Kıyametin bizden aldıklarını asla telafi edemeyiz , hayatlarımız ruhlarımız ardında bıraktığımız yaşam ve uzun bir geçmiş..Geride kalan onca hayat anı ve hikayeler , mücadelemiz sonuna kadar devam edecektir , yeryüzünde son bir mahluk kalana kadar kudretimizin son damlasına kadar savaşacağımızdan şüpheniz olmasın..Ne bugün , nede yarın daima istanbul sokaklarında her türlü kötülüğe karşı mücadelemiz omuzomuza sürecektir , bizlerden hiçbir zaman şüphe etmediniz ve daima yanımızda oldunuz , gerek dualarınız ile gerek sevgi ve sadakatiniz ile teşkilatın neferlerine vermiş olduğunuz bu denli manevi değerler için sizlere bir teşekkürü borç biliriz , sizi hikayenin başladığı yere götürmek istiyorum yani 25 Aralık 1956 tarihine...
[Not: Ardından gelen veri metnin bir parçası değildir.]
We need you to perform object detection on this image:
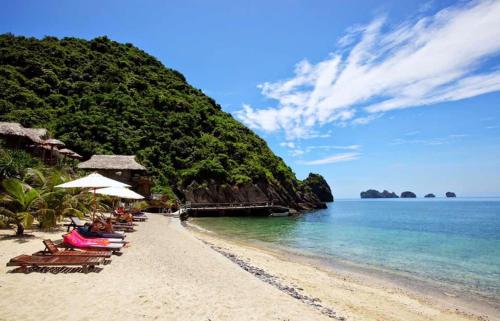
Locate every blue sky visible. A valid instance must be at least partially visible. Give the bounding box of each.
[0,0,500,198]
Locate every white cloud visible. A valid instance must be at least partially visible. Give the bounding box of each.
[390,134,469,146]
[306,144,361,152]
[237,0,500,139]
[280,142,295,149]
[301,153,360,165]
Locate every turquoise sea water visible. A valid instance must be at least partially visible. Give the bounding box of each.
[194,198,500,300]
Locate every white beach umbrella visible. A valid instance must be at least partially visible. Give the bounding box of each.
[95,187,144,200]
[56,173,130,188]
[56,173,130,219]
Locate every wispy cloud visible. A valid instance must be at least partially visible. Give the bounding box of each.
[237,0,500,139]
[390,134,469,146]
[300,153,360,165]
[306,144,361,152]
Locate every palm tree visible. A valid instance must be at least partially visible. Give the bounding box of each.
[25,169,90,228]
[0,178,41,236]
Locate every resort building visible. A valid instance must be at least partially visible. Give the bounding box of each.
[0,122,81,165]
[78,155,152,196]
[0,122,49,148]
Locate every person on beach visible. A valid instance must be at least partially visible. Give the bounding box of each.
[104,217,115,233]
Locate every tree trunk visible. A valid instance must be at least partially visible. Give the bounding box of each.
[16,223,24,236]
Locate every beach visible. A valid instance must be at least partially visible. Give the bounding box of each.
[0,214,498,321]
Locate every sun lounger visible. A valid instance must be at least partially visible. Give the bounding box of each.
[33,240,111,258]
[71,229,127,243]
[7,255,104,273]
[76,226,126,240]
[64,216,85,232]
[63,230,124,252]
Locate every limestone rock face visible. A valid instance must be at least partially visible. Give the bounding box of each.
[182,181,326,211]
[401,191,417,198]
[360,189,398,198]
[303,173,333,202]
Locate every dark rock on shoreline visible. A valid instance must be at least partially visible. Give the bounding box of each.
[360,189,398,198]
[302,173,333,202]
[202,241,340,321]
[401,191,417,198]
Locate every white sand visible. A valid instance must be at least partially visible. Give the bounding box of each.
[191,225,500,321]
[0,215,331,321]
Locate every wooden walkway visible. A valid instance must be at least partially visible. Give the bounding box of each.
[183,202,289,216]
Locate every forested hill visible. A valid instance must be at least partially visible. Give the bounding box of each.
[0,34,332,208]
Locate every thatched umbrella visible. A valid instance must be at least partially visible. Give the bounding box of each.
[43,138,66,162]
[71,152,83,159]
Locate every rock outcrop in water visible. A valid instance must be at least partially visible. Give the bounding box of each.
[401,191,417,198]
[360,189,398,198]
[302,173,333,202]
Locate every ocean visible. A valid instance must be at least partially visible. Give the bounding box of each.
[193,198,500,302]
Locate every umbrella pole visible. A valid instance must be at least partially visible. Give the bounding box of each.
[92,187,97,222]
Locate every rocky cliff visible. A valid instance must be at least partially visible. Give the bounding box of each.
[0,34,328,209]
[183,181,326,210]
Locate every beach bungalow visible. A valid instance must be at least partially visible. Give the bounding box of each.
[0,122,49,148]
[78,155,152,196]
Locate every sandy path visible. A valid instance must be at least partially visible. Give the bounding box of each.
[0,215,332,321]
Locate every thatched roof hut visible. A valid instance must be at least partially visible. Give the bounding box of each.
[43,138,66,147]
[0,122,48,144]
[58,148,82,159]
[78,155,146,171]
[78,155,151,195]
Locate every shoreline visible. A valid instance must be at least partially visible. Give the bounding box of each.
[185,222,500,321]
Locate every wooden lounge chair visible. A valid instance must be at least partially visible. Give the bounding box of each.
[7,255,104,273]
[64,216,85,232]
[33,240,112,258]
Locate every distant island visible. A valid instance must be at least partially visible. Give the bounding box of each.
[360,189,399,198]
[401,191,417,198]
[360,189,457,198]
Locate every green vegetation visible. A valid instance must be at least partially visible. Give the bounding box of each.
[0,34,300,195]
[0,145,113,235]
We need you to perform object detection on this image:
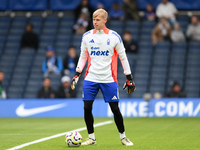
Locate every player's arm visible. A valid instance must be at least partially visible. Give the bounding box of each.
[71,38,88,90]
[116,35,135,93]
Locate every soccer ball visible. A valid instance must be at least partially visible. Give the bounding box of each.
[65,131,82,147]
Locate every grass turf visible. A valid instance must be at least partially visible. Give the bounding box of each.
[0,118,200,150]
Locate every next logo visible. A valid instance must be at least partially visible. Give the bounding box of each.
[90,50,109,56]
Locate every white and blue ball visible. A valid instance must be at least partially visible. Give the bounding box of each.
[65,131,82,147]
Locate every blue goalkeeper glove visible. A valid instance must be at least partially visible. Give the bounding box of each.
[123,74,135,93]
[71,72,81,90]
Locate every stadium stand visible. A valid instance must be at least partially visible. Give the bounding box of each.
[0,11,200,98]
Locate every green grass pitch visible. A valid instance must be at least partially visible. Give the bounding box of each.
[0,118,200,150]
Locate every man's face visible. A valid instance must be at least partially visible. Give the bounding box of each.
[93,15,107,30]
[162,0,168,4]
[63,82,70,88]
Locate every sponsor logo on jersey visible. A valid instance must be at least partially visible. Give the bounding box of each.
[112,96,117,100]
[90,50,109,56]
[89,39,94,43]
[107,39,110,45]
[91,47,100,50]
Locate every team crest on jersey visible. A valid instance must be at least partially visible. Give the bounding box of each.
[89,39,94,43]
[107,39,110,45]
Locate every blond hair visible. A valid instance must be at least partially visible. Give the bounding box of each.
[93,8,108,19]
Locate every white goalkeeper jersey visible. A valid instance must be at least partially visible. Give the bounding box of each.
[76,27,131,83]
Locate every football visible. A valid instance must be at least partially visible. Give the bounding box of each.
[65,131,82,147]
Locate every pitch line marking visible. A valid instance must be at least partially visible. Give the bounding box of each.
[7,121,113,150]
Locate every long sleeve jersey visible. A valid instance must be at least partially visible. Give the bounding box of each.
[76,27,131,83]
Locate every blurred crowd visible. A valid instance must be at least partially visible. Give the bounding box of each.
[0,0,200,98]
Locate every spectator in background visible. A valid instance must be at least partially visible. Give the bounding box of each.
[122,0,139,20]
[42,46,63,77]
[109,2,124,20]
[144,3,156,21]
[152,18,171,45]
[97,3,105,9]
[165,81,186,97]
[171,23,185,42]
[20,24,39,50]
[73,13,89,34]
[37,78,55,98]
[123,31,138,53]
[63,46,78,77]
[0,71,7,99]
[56,76,76,98]
[186,16,200,41]
[156,0,178,24]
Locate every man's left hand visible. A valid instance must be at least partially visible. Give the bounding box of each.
[123,75,135,93]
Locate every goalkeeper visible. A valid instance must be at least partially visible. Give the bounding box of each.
[71,9,135,146]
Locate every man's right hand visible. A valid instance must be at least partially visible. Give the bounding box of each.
[71,72,81,90]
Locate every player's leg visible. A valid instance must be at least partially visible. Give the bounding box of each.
[81,81,99,145]
[84,100,95,139]
[109,102,133,146]
[100,82,133,145]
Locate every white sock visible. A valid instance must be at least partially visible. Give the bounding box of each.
[89,133,95,140]
[119,132,126,139]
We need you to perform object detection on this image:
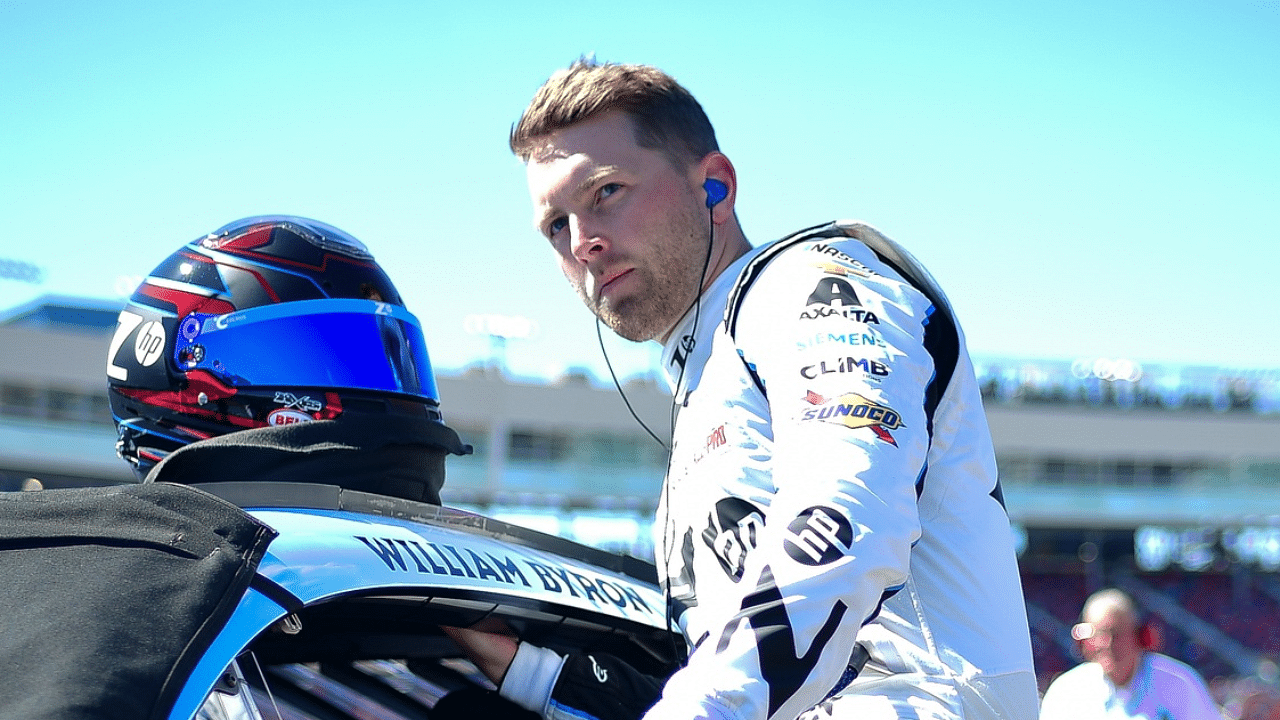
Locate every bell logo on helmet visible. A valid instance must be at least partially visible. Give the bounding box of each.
[266,407,315,425]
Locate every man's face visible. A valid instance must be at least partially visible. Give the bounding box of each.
[526,111,710,342]
[1082,607,1142,685]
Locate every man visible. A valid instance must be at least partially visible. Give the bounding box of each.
[0,217,470,720]
[1041,588,1222,720]
[449,61,1037,720]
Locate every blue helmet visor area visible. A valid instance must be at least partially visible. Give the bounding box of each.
[173,299,440,402]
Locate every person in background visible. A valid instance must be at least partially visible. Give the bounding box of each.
[1041,588,1222,720]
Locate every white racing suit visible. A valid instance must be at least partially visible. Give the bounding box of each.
[646,223,1038,720]
[502,223,1038,720]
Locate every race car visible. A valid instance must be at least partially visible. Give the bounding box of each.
[0,482,678,720]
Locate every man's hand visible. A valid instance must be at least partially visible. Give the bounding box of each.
[440,620,520,687]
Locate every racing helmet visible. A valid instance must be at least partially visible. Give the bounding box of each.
[106,215,460,478]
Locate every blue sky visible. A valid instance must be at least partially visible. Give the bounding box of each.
[0,0,1280,377]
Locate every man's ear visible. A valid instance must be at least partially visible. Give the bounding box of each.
[695,150,737,225]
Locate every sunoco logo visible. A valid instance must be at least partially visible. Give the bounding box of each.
[800,391,905,447]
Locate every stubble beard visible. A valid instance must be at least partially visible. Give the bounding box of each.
[577,202,709,342]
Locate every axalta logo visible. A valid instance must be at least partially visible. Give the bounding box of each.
[800,277,879,324]
[266,407,315,425]
[800,391,905,447]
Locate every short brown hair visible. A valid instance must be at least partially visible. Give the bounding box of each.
[511,58,719,167]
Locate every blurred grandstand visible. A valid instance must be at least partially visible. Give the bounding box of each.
[0,296,1280,717]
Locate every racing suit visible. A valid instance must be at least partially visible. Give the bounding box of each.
[648,223,1037,720]
[488,223,1038,720]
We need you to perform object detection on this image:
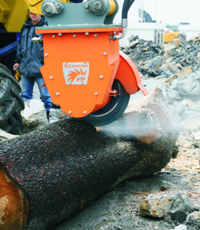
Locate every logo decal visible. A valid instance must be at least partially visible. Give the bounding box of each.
[63,62,89,85]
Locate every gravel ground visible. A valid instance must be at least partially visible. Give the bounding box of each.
[48,126,200,230]
[30,79,200,230]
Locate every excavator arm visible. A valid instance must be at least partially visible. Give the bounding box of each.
[0,0,116,32]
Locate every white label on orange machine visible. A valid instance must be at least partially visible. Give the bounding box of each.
[63,62,89,85]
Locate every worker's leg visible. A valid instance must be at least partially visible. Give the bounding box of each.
[20,76,35,101]
[35,77,52,112]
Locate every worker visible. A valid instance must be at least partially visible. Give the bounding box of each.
[13,9,52,121]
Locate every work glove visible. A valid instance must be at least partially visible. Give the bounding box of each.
[15,70,21,82]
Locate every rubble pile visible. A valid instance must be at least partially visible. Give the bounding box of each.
[121,35,200,130]
[121,35,200,78]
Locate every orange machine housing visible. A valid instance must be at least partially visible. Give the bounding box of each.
[36,27,148,118]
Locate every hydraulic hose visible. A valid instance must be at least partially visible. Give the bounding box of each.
[110,0,135,40]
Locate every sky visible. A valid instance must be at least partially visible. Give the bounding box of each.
[118,0,200,24]
[133,0,200,24]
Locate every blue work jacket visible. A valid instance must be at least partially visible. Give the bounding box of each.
[15,16,47,77]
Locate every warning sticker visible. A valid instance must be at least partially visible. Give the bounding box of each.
[63,62,89,85]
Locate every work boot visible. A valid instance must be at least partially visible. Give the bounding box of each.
[46,111,50,122]
[52,103,60,109]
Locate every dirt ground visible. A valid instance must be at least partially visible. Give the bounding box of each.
[48,126,200,230]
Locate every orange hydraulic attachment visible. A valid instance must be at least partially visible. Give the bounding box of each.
[36,27,148,118]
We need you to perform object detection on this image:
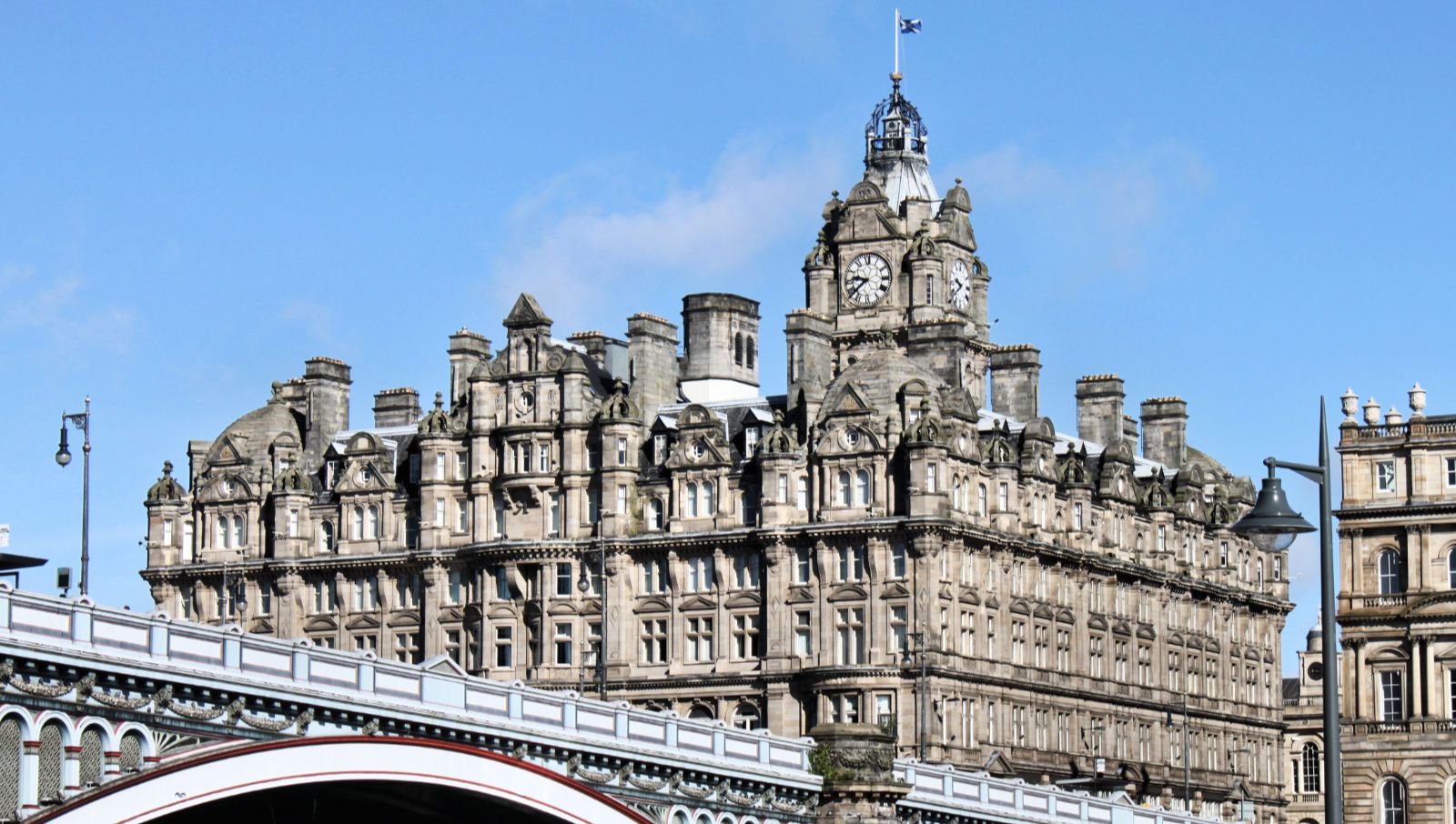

Muhteşem bir haftasonuydu , hava sıcaklığı termometrelerde 25 - 30 dereceyi gösteriyordu , parklar caddeler cıvıl cıvıl ' idi
sokaklarda oyun oynayan çocuklar , parklarda piknik yapan aileler ve nice daha fazlası..Yaz ayının en iyi günlerinden birini yaşıyorduk adeta , taa ki...Büyük bir gürültü koptu , masmavi gökyüzü adeta birden toz bulutuna bürünmüştü , güneş adeta gözlerimizi ve bedenimizi kavuruyordu , sanki bir anda dünyadaki bütün iyilik ve , yaşam son bulmuş idi..İnsanlar çığlıklar içerisinde etrafta koşturuyordu , çocuğunu arayan anneler , eşini kaybeden insanlar , ailelerini arayan bireyler ve nice daha fazlası..Bir anda korku ve kaousun içerisine sürüklendik , jandarma kolluk kuvvetleri çok büyük bir saldırı olduğunu insanların yer altına inmesi su ve gıda depolayıp 2. bir emre kadar dışarıya çıkmamalarını söylüyordu , dünya üzerine adeta meteor taşları yağıyordu , meteorlar sanki önceden belirlenmiş bölgelere sırası ile düşüyor ve düştüğü nokta ise bir anda kaos ve korkunun içerisine sürükleniyordu , jandarma kuvvetleri hemen bir savunma hattı oluşturdu ve , sivil bölgelerde mahsur kalan insanlar için arama ve kurtarma ekipleri oluşturuldu , gerçekten büyük bir yıkımdı insanlar sokaklarda endişe ve panik halindeydi , olanlara anlam vermeye çalışıyorlardı caddeden geçerken komutan ve askerler arasında , geçen bir konuşmaya şahit oldum , komutan arama ve kurtarmaya giden 9 ekipten hiçbirşekilde haber alınamadığını söylüyordu , kısa bir süre sonra meteorit taşlarının içinden canavarlar ve yaratıklar dışarı çıkmaya başladı , dünyaya ait olmadıkları apaçık ortadaydı , önlerine çikan herkezi öldürüyor ve dünya nüfusunu adeta yok ediyorlardı , sanırım arama ve kurtarmaya giden jandarma ekiplerinden neden haber alınamadığı ortadaydı , insanlar sığınaklar ve birçok yeraltı mağalarında saklanmaya karar verdi , istanbul sokakları şiddetli çatışmalara sahne oluyordu , geceleri çığlık ve bağırış sesleri , istanbul sokakları adeta ölüm kokuyordu , radyodan ise jandarma savunma hattının düştüğünü ve yardım gelmiyeceğinizi söylüyordu , kimsenin savaşıcak kudreti ve gücü kalmamıştı , geriye kalan insanlar kaçarak ve saklanarak hayatlarına devam etmeye karar verdiler , geride kalan azınlık ise , TEŞKİLAT isimli toplumsal bir örgüte katıldılar , ve kıyamet ile mücadele saflarına katıldılar..Dediğim gibi kıyametin bizden aldıklarını asla telafi edemeyiz , ancak bildiğimiz tek şey umut..umut olmadan zaferde kazanılmaz , yarına umutla bakmalıyız kim olduğumuz nerden geldiğimiz önemli değil tek bir vücut halinde bütün olmalıyız , kim bilebilir belkide en iyi yol savaşmaktadır..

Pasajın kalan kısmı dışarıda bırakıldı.